Those of us old enough will recall what it is like to live in a world threatened by nuclear war. Until the collapse of the Berlin Wall in 1989, there were periods of heightened concern that we would all be blown to smithereens, or die a horrible death in a nuclear winter. Since the early 1990s, aside from worries that Iran, or Pakistan, might be developing a nuclear capability, we have had little to worry about.

That was the case until last week, when tensions between the Democratic People’s Republic of Korea and the USA heightened after accelerated progress was made by the DPRK with their ballistic missile programme. Not quite on the scale of the Cuban Missile Crisis, the fact that North Korea has both nuclear capability and long range ballistic missile capability means that they cannot be too far away from successfully marrying the two, threatening the west coast of America, and a wide range of countries in between. I was told the news about Donald Trump’s promise to unleash “fire and fury” against North Korea by the British Ambassador to South Korea as I arrived in Seoul for a trade mission. It sure concentrates the mind when watching CNN report on US early warning systems in the pacific when you are just 35 miles from the demilitarized zone dividing the north and south. As it turned out, the citizens of South Korea are rather sanguine about the situation. As one pointed out to me, they have been in range of DPRK artillery for 60 years. At any practical level, not much has changed for them.

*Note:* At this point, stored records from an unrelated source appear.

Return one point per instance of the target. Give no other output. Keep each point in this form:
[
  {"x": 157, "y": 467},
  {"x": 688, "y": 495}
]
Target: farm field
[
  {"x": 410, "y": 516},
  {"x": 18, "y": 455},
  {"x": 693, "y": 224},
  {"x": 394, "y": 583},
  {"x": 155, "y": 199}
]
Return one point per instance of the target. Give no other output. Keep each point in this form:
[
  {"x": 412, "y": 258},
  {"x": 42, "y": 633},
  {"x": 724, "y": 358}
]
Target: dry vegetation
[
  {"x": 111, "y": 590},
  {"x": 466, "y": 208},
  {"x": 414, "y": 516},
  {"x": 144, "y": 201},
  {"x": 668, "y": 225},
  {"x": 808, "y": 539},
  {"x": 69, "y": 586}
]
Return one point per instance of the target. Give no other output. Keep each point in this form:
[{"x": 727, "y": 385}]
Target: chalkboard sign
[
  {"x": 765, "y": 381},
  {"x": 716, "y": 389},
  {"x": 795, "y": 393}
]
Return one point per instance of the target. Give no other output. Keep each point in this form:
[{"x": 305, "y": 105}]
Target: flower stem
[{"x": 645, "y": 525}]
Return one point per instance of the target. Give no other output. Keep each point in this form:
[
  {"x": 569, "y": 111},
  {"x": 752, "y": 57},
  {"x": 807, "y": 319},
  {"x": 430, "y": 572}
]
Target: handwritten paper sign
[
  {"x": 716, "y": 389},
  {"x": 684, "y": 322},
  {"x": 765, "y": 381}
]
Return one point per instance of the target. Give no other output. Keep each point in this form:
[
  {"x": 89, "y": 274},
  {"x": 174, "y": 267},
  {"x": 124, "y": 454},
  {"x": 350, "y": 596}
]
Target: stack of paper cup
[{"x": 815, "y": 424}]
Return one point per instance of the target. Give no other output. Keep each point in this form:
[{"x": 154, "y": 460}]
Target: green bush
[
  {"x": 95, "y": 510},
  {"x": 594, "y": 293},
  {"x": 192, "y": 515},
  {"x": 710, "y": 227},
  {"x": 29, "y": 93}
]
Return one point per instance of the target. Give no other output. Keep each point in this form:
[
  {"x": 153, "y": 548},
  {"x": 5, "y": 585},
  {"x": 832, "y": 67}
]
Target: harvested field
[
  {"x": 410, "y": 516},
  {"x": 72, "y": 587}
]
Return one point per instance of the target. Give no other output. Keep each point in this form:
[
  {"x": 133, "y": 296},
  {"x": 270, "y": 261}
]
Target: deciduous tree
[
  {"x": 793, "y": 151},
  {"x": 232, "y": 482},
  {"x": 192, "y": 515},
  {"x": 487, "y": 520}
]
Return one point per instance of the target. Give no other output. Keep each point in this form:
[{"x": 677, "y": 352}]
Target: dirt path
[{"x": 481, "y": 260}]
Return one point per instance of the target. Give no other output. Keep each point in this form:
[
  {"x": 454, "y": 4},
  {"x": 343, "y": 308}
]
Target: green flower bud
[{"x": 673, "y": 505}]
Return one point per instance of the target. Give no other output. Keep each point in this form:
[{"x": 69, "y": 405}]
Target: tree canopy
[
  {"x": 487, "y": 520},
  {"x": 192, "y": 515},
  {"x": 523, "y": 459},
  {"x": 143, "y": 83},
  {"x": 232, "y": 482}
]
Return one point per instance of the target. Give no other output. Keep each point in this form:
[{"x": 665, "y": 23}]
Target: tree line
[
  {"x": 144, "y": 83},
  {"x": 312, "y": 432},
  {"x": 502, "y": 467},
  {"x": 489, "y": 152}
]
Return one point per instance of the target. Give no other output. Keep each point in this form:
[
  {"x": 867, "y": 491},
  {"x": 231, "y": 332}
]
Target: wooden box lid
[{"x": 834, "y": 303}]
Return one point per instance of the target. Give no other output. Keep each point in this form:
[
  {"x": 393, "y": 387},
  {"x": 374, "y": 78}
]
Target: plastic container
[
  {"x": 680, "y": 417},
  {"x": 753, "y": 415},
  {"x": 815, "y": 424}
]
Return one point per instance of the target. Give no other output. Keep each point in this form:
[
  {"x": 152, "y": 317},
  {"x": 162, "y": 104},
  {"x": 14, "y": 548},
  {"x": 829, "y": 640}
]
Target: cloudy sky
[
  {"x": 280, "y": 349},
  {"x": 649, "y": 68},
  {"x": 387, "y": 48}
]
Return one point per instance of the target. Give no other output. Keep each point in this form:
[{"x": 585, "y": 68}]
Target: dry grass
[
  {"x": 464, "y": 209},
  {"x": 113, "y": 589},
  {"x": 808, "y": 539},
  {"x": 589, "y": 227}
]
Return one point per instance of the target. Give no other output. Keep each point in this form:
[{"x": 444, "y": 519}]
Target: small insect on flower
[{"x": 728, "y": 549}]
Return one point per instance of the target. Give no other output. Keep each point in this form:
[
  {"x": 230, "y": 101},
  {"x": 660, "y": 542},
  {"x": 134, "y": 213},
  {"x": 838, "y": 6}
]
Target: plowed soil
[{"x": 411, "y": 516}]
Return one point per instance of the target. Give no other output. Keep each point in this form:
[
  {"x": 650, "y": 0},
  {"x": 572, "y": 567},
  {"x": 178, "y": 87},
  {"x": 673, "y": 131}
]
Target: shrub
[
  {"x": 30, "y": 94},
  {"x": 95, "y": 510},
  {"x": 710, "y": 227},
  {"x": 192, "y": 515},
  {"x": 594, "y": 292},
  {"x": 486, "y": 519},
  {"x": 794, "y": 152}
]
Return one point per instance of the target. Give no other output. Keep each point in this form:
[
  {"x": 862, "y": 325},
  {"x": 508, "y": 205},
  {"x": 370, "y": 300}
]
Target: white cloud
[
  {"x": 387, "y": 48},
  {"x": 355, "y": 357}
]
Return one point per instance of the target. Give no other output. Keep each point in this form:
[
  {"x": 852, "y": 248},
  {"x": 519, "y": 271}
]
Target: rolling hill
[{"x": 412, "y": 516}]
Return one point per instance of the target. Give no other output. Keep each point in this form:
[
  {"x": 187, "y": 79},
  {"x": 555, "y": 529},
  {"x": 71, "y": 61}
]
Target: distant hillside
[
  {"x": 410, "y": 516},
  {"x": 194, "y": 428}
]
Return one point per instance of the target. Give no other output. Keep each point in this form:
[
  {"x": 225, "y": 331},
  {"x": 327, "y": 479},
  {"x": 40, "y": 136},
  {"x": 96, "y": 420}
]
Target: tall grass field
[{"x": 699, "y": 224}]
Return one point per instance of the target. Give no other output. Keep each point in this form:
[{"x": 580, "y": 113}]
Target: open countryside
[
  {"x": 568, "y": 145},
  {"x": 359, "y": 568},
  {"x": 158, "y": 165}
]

I agree with Jeremy Corbyn, a long-standing campaigner against nuclear weapons, that a world free of these horrific weapons of mass destruction is one to aim for. The Nuclear Non-Proliferation treaty, of which we are a signatory, seeks to stop more weapons being created, if not actually reduce the number. The problem is, as a species, humans have been engaged in an arms race ever since the first caveman picked up a rock and clubbed his neighbour over the head with it. Human history is a relentless progress of weaponry invention and it has never reversed. That is why I could never agree that a way forward for this country would be to unilaterally disarm. With ever increasing numbers of despots going nuclear, we must always protect ourselves from a threat.